I was expecting to find hundreds of examples of functions to convert to and from CIDR and NETMASK for javascript, but was unable to find any.
I need to convert to and from CIDR and NETMASKS on a nodejs page which sets and retrieves the IP address for a machine using NETCTL.
Any easy solutions to do this using javascript / nodejs ??

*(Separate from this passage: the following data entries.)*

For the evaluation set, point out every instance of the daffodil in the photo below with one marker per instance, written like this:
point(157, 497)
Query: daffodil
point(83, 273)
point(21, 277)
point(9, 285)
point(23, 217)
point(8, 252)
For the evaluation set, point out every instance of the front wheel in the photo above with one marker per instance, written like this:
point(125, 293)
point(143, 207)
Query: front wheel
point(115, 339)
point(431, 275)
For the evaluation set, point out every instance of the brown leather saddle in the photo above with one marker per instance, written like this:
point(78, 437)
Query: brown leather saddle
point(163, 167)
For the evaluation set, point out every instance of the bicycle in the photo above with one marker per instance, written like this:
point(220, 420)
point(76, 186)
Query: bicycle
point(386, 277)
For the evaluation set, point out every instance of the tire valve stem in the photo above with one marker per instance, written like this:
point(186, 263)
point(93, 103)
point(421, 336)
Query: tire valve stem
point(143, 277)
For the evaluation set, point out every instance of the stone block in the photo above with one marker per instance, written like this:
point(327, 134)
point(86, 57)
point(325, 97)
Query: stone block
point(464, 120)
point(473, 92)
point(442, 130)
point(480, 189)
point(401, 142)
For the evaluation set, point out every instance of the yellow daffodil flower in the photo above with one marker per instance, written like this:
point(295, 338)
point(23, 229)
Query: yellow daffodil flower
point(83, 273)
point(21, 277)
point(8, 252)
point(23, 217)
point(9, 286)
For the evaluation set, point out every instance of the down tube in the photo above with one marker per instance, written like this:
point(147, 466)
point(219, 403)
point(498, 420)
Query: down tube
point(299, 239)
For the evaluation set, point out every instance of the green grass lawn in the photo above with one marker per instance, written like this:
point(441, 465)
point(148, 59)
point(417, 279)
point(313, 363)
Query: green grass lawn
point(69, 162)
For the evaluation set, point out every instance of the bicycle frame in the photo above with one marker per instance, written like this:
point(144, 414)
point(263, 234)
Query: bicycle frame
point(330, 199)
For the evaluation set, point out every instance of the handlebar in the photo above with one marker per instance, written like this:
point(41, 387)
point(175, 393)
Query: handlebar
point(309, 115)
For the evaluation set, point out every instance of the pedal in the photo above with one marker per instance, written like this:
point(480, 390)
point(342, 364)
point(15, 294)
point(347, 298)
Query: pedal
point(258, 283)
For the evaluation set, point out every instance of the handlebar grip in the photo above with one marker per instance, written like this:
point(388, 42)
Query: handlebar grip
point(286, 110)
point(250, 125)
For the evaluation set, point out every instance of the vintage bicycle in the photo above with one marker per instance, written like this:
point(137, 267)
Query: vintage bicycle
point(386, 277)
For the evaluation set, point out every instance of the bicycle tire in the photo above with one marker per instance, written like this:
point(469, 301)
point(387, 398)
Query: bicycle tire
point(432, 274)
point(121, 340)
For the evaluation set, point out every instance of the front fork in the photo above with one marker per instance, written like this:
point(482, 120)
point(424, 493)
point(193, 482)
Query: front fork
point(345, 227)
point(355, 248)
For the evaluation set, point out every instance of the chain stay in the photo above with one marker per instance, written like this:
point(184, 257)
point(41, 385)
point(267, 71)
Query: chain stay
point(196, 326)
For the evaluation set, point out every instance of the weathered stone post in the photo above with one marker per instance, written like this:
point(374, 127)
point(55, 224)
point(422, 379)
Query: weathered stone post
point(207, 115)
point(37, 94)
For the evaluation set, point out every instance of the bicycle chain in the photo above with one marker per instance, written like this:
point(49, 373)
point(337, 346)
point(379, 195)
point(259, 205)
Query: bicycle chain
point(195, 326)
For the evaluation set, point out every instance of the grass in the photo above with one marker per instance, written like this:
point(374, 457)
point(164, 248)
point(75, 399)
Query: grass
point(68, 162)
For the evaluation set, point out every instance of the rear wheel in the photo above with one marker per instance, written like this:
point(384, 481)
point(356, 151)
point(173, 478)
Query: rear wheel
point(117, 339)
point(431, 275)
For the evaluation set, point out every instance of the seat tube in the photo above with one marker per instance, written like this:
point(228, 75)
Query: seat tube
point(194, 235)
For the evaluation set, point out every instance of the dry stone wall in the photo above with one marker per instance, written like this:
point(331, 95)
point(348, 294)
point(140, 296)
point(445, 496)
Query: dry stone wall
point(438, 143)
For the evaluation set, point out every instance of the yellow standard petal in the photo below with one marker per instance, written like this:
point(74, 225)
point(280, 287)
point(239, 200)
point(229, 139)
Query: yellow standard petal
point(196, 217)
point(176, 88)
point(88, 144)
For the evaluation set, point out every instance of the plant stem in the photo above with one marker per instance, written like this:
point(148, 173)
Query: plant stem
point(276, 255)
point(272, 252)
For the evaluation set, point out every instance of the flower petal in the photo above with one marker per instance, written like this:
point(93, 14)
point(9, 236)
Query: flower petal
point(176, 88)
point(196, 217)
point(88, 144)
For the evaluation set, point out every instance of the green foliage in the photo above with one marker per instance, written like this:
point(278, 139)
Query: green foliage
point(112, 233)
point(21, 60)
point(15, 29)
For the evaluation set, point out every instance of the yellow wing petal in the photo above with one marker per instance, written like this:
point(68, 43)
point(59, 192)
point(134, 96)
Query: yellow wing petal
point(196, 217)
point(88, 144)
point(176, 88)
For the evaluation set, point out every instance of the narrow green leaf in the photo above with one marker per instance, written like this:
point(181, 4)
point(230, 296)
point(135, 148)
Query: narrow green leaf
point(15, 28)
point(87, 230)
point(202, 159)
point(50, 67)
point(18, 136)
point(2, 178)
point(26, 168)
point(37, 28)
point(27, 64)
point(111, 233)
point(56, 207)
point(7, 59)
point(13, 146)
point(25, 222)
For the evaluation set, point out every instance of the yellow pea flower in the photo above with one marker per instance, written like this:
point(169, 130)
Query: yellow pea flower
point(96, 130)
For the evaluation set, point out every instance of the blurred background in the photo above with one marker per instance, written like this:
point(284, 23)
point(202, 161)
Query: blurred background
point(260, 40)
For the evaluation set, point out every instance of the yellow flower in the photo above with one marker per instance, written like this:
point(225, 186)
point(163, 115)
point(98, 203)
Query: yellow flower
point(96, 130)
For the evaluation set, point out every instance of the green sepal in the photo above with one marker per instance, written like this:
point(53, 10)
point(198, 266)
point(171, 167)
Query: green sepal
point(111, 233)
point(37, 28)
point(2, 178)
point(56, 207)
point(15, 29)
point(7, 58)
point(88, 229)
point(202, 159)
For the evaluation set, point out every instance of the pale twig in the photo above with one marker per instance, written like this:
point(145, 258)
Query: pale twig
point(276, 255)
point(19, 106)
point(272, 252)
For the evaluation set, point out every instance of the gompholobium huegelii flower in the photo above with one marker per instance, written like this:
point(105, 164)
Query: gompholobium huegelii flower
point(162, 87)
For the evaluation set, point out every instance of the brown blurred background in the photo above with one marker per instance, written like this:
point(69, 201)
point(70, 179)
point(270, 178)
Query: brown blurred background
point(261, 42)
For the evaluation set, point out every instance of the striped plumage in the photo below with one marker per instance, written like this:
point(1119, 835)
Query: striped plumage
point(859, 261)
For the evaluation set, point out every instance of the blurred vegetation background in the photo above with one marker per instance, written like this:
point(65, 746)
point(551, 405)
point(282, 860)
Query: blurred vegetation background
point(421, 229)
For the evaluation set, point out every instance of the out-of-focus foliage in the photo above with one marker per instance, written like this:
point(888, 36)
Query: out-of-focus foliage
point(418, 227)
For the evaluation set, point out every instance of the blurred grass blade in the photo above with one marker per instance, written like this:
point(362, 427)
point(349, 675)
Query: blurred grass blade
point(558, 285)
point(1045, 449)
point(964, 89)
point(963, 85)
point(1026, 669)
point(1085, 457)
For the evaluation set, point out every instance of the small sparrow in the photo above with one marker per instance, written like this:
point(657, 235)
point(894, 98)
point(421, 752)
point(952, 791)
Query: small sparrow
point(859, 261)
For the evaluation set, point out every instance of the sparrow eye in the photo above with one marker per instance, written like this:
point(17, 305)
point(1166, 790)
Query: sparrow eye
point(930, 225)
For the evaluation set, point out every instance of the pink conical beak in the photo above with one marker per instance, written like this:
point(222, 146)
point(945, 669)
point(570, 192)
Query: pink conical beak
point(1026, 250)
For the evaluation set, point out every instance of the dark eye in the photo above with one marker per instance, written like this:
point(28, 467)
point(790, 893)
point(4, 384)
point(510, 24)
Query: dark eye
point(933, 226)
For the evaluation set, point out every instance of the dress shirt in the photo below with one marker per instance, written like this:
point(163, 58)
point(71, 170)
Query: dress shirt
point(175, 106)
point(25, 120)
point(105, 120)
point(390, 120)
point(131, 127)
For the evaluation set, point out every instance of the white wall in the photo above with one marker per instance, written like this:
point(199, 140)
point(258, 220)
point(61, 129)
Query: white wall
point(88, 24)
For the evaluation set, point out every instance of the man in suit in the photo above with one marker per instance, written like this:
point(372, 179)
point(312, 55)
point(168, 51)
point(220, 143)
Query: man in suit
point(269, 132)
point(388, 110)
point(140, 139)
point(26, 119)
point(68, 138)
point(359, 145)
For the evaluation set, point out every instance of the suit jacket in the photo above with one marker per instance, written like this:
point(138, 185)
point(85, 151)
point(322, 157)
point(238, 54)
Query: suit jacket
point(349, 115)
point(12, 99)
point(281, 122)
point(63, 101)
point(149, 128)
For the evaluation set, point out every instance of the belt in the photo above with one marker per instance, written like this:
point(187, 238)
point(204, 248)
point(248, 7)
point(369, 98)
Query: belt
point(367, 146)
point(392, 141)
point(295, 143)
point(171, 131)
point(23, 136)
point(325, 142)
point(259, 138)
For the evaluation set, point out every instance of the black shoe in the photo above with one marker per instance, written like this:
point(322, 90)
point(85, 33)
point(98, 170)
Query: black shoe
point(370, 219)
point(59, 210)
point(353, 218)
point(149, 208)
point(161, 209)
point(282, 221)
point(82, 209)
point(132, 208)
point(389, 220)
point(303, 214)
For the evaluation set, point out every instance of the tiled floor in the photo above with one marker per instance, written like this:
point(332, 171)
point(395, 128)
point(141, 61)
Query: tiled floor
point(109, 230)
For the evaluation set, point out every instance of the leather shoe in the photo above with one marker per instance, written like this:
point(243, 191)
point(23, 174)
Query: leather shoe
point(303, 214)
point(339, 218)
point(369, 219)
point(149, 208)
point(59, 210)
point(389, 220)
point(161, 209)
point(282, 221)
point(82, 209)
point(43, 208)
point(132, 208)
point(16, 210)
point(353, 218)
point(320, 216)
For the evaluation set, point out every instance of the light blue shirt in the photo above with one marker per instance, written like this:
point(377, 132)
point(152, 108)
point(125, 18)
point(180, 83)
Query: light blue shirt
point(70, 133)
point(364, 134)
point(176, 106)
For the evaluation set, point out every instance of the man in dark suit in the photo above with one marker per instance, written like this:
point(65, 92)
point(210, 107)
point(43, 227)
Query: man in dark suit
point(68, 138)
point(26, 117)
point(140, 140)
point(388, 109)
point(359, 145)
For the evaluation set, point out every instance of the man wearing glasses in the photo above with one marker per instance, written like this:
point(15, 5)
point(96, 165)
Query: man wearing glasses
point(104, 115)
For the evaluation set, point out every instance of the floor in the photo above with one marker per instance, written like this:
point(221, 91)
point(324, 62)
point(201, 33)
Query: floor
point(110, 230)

This code could provide a solution:
var mask = "255.255.248.0";
var maskNodes = mask.match(/(\d+)/g);
var cidr = 0;
for(var i in maskNodes)
{
cidr += (((maskNodes[i] >>> 0).toString(2)).match(/1/g) || []).length;
}
return cidr;
Here's one that doesn't check if the netmask is valid:
const netmaskToCidr = n => n
.split('.')
.reduce((c, o) => c - Math.log2(256 - +o), 32)
NETMASK BINARY CIDR
255.255.248.0 11111111.11111111.11111000.00000000 /21
255.255.0.0 11111111.11111111.00000000.00000000 /16
255.192.0.0 11111111.11000000.00000000.00000000 /10
This how calculate CIDR.. So , it is the occurrences of 1 in the second cloumn. Thus , I design a readable algorithm as below :
const masks = ['255.255.255.224', '255.255.192.0', '255.0.0.0'];
/**
* Count char in string
*/
const countCharOccurences = (string , char) => string.split(char).length - 1;
const decimalToBinary = (dec) => (dec >>> 0).toString(2);
const getNetMaskParts = (nmask) => nmask.split('.').map(Number);
const netmask2CIDR = (netmask) =>
countCharOccurences(
getNetMaskParts(netmask)
.map(part => decimalToBinary(part))
.join(''),
'1'
);
masks.forEach((mask) => {
console.log(`Netmask =${mask}, CIDR = ${netmask2CIDR(mask)}`)
})
I know it's been long since this question was asked, but I just wanted to add checks to ensure that the netmask is valid:
function mask2cidr(mask){
var cidr = ''
for (m of mask.split('.')) {
if (parseInt(m)>255) {throw 'ERROR: Invalid Netmask'} // Check each group is 0-255
if (parseInt(m)>0 && parseInt(m)<128) {throw 'ERROR: Invalid Netmask'}
cidr+=(m >>> 0).toString(2)
}
// Condition to check for validity of the netmask
if (cidr.substring(cidr.search('0'),32).search('1') !== -1) {
throw 'ERROR: Invalid Netmask ' + mask
}
return cidr.split('1').length-1
}
As the mask is only valid when the bits in 1 go from left to right, the condition checks that no bit is 1 after the first bit in 0. It also checks each group is 0 or 128-255
The method of conversion is mostly the same as the other answers
Given that you have mentioned using node.js to implement this, I'm assuming you're looking for a way to run this server side in javascript, as opposed to client side. If that's correct, does the netmask npm module cover what you need to do?